Temperatures in the Saudi city of Dammam reached 50ºC today and 49ºC was reported at Al Ahsa, according to the NCM.
“I read somewhere that 'we are past the stage of global warming and it is now global boiling' and that's a fact,” Yasmin Hayat, a 34-year-old Jeddah resident, told The National.
“You can really feel it. Even in your air-conditioned cars, you can feel the heat permeate and just embody you. I don't know if it was ever this hot.”
The UN announced that the world has entered an era of “global boiling”, a term used to signal the severity of climate change and its implications.
July is on course to become the hottest month on record, according to the Climate Change Institute.
“The heat is exhausting. You go out to run an errand or the usual jobs, but you come back 100 times more tired because of the heat,” said Yasser Abbas, 32, a Jeddah resident.
Dust storms are expected, and will limit visibility in parts of the Makkah region.
In response to high temperatures across the kingdom, Saudi authorities banned working under the sun for labourers between noon and 3pm.
“I feel so bad seeing workers or manual labourers outside working during the hot hours,” said Iman Hassan, 29, from Jeddah.
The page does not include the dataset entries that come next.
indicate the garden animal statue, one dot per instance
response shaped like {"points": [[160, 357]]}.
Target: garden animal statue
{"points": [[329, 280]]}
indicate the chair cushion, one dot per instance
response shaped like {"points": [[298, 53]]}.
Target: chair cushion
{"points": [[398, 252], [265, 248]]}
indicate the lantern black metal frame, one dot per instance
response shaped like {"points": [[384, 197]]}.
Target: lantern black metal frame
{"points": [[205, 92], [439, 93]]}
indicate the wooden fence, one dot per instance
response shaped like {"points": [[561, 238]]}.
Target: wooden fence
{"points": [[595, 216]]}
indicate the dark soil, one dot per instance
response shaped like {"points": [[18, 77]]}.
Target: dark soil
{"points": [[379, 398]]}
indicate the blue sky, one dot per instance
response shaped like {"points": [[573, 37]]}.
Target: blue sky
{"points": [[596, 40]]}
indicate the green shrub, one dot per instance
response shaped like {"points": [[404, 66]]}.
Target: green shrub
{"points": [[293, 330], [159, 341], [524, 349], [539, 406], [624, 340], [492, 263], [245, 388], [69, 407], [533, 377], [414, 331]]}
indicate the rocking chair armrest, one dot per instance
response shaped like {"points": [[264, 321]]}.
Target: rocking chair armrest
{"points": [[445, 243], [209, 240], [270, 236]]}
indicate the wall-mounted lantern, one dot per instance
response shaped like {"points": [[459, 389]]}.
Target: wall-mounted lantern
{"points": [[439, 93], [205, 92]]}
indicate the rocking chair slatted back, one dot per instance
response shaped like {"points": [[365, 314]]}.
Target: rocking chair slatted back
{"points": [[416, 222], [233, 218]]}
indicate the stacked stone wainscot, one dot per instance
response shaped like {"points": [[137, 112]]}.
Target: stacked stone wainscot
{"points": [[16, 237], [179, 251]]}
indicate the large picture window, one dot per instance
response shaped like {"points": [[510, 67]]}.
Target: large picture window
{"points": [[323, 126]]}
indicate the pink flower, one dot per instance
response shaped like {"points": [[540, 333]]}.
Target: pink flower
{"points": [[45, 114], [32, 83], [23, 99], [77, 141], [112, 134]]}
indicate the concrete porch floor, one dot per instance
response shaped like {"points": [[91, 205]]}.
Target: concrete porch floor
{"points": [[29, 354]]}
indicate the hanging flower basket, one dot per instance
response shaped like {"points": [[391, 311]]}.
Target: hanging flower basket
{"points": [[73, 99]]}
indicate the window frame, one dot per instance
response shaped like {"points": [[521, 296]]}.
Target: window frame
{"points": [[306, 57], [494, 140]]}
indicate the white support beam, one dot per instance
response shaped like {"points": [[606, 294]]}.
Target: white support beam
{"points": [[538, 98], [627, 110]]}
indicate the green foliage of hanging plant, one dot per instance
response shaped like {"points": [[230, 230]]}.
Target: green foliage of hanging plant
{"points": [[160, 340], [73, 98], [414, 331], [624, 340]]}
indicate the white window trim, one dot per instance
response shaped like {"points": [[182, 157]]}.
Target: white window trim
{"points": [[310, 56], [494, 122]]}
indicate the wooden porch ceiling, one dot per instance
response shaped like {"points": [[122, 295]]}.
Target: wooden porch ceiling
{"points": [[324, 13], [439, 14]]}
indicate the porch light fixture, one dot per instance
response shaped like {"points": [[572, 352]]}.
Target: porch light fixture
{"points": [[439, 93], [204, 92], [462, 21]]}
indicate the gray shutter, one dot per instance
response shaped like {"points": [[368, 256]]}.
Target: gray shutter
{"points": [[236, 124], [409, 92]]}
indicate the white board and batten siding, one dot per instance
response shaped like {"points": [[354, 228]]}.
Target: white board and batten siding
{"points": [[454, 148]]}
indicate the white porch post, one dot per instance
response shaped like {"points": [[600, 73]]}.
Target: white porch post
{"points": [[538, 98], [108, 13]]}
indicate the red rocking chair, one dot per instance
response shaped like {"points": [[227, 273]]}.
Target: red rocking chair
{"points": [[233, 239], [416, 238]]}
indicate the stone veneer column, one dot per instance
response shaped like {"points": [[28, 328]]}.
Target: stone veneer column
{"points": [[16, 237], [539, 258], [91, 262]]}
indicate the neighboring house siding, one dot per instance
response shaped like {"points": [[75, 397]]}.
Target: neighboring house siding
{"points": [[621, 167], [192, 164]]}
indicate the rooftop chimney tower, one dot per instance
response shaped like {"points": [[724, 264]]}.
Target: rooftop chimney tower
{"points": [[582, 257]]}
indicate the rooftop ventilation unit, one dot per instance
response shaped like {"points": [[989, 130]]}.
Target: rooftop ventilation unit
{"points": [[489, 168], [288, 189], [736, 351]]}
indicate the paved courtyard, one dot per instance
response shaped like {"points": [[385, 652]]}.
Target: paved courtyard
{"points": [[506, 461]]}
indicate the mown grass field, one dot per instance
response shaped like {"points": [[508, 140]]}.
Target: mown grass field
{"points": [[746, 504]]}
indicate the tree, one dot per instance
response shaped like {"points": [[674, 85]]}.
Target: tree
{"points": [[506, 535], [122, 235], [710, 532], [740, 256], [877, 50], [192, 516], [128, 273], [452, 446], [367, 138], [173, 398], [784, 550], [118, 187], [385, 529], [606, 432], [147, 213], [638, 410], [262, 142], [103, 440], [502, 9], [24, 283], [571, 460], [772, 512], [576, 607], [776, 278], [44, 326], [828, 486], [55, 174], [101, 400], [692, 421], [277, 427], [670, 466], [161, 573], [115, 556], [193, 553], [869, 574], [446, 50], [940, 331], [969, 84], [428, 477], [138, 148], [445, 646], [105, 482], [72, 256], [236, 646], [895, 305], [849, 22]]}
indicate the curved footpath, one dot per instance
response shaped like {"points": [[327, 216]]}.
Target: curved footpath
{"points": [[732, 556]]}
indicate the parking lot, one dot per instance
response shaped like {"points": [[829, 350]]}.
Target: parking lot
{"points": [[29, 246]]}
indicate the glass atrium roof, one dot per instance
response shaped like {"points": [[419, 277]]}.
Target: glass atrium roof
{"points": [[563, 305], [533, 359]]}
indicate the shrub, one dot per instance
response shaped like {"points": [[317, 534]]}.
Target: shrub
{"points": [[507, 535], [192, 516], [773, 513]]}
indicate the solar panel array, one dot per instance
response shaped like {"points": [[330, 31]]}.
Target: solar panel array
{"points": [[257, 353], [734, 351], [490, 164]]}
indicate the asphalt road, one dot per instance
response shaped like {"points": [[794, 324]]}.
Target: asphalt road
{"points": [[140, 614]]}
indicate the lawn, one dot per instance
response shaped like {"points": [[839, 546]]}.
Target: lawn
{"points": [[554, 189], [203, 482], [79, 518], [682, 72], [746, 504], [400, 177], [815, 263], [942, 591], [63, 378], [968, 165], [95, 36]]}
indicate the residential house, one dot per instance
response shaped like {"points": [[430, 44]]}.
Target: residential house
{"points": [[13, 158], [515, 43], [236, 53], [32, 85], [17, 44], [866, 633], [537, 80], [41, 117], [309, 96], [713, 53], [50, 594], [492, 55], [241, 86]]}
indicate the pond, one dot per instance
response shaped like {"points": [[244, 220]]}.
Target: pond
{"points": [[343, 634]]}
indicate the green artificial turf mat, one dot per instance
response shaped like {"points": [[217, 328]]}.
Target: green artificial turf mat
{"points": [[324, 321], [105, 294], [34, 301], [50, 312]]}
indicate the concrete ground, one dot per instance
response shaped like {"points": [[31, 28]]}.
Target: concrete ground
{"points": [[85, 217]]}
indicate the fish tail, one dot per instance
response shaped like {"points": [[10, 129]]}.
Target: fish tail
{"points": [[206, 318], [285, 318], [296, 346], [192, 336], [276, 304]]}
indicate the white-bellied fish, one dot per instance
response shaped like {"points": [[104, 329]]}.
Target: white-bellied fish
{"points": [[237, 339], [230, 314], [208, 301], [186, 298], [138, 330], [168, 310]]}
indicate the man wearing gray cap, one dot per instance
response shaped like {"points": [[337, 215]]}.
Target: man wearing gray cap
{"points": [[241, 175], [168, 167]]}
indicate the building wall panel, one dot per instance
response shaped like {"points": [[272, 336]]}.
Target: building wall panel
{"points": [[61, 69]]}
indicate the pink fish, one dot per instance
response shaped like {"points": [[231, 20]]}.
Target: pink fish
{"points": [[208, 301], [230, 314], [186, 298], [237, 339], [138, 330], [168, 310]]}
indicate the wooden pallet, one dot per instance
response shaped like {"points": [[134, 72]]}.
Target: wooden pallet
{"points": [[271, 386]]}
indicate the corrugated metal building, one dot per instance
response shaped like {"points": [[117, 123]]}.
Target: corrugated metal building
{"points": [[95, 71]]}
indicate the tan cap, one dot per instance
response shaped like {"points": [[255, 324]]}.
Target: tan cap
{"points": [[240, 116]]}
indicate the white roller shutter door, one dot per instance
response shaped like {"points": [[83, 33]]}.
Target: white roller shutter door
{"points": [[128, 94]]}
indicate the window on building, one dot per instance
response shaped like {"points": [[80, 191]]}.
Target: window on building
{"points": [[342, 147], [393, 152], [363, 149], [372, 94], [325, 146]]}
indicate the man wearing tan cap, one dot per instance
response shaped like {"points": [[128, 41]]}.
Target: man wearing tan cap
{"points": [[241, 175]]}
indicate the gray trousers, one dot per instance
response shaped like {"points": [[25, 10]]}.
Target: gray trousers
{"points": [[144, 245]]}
“Especially those cleaning the roads are always outside. It is our job to make sure we do what we can for them, even if it is giving out cold bottles of water.”
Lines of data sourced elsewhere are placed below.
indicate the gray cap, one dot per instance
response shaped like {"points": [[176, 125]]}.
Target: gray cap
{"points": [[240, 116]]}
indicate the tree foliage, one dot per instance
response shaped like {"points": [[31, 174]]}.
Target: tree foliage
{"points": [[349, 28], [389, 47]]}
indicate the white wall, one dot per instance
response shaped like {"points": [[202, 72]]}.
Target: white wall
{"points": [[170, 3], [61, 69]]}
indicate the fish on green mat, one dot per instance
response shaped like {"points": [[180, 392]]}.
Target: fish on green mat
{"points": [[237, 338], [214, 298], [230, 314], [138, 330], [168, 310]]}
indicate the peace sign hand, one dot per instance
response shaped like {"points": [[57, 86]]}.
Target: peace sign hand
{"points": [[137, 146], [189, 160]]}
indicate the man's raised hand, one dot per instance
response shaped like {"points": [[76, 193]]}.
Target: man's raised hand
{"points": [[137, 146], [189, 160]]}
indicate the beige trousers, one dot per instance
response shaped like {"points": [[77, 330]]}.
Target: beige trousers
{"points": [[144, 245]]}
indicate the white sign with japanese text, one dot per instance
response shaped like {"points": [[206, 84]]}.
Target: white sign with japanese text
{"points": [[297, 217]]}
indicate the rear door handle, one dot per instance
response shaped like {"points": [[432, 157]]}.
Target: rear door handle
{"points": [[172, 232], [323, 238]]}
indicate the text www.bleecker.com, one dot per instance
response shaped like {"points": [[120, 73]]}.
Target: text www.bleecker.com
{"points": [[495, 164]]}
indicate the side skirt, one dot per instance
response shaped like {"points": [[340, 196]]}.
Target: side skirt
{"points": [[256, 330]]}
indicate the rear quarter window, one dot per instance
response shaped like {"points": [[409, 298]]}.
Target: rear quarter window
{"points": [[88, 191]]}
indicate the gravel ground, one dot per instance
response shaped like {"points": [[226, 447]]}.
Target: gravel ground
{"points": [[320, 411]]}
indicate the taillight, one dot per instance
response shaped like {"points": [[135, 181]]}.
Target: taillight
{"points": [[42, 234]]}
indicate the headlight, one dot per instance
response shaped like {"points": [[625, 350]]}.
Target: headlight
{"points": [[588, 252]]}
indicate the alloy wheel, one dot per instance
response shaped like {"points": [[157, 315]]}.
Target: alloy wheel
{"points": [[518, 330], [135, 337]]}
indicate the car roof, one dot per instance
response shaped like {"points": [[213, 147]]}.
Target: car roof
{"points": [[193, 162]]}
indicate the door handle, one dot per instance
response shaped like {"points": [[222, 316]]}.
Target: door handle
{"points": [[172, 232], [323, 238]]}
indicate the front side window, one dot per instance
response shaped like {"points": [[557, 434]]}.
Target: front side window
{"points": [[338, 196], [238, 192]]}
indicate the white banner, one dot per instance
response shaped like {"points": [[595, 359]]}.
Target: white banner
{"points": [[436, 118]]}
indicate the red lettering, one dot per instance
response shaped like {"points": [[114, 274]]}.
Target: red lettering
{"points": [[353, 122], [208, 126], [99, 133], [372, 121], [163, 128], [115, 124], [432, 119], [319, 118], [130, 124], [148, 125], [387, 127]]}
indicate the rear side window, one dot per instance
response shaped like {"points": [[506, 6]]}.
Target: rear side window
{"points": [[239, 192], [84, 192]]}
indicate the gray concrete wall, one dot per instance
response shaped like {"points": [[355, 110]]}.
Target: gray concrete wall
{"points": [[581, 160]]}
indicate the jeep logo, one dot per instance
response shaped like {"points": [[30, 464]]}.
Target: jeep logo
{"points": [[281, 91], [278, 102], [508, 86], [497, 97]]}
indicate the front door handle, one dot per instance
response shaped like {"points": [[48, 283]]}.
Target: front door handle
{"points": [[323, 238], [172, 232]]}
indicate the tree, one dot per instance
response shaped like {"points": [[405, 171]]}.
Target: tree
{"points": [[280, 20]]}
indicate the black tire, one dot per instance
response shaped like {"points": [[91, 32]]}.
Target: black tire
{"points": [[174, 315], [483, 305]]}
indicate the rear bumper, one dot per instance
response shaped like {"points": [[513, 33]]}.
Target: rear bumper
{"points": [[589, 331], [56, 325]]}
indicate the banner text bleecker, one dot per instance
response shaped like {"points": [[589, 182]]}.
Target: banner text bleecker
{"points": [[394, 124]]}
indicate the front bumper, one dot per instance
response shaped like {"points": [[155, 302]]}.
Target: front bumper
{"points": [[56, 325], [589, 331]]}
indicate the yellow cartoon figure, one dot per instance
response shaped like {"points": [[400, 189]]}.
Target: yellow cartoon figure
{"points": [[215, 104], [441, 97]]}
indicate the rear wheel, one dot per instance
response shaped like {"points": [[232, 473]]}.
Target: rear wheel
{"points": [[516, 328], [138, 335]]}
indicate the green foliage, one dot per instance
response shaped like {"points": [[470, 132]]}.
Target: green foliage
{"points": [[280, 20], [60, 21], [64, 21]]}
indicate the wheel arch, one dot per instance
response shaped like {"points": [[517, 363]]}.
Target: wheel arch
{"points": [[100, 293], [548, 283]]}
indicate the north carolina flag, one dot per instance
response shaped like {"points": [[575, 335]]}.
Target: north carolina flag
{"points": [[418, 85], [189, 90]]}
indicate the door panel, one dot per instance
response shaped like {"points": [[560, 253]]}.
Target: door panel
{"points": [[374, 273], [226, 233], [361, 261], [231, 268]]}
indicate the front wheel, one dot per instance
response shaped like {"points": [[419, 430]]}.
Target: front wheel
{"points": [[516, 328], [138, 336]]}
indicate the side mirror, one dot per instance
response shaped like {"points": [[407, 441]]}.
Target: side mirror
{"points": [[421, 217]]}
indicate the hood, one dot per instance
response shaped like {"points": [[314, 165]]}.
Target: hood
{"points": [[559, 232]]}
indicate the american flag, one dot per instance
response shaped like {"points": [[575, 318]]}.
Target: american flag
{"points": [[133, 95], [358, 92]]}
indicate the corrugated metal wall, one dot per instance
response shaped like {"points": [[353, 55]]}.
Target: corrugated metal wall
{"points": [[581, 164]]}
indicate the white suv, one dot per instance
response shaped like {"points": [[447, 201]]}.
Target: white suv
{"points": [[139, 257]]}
The NCM predicts that temperatures will reach 50ºC in the Eastern Province this week.
“Tourism is also becoming hard in these conditions. We want to stay in cooler places and avoid risking a heat stroke or exhaustion,” said Asiya Khadi, a 36-year-old Al Ahsa resident.
“I am not allowing my kids to go out during the day. It is too hot. It is harder to have them enjoy the summer school holiday within the house, but it is better for them to go out at sunset. I make sure they are well hydrated before and after they return.”
The eastern and southern parts of the Riyadh region will also feel temperatures of between 46ºC and 48ºC, according to the NCM.
“Riyadh is boiling hot and it's so humid. You can see people driving with gloves on because the steering wheel is so hot,” said Riyadh resident Ahmad, 42.
Thousands of Hajj pilgrims suffered from heat exhaustion and heatstroke during this year.
Saudi officials reported that the temperatures soared to 48ºC during Hajj.
“Most of the rituals of Hajj, from the Day of Arafat or the distances walked from Muzdalifah to Mina, in this heat was no doubt one of the biggest challenges for any Hajj pilgrims,” said Samina Abid, a 35-year-old Jeddah resident.
“Thousands felt the heat, and while most were mild cases, some of them really suffered because of their age and health conditions.”
Saudi authorities reported that the temperature would continue to rise and remain high in the Eastern Province and parts of the central region.
The NCM's forecasts for August indicate that temperatures will be higher than normal.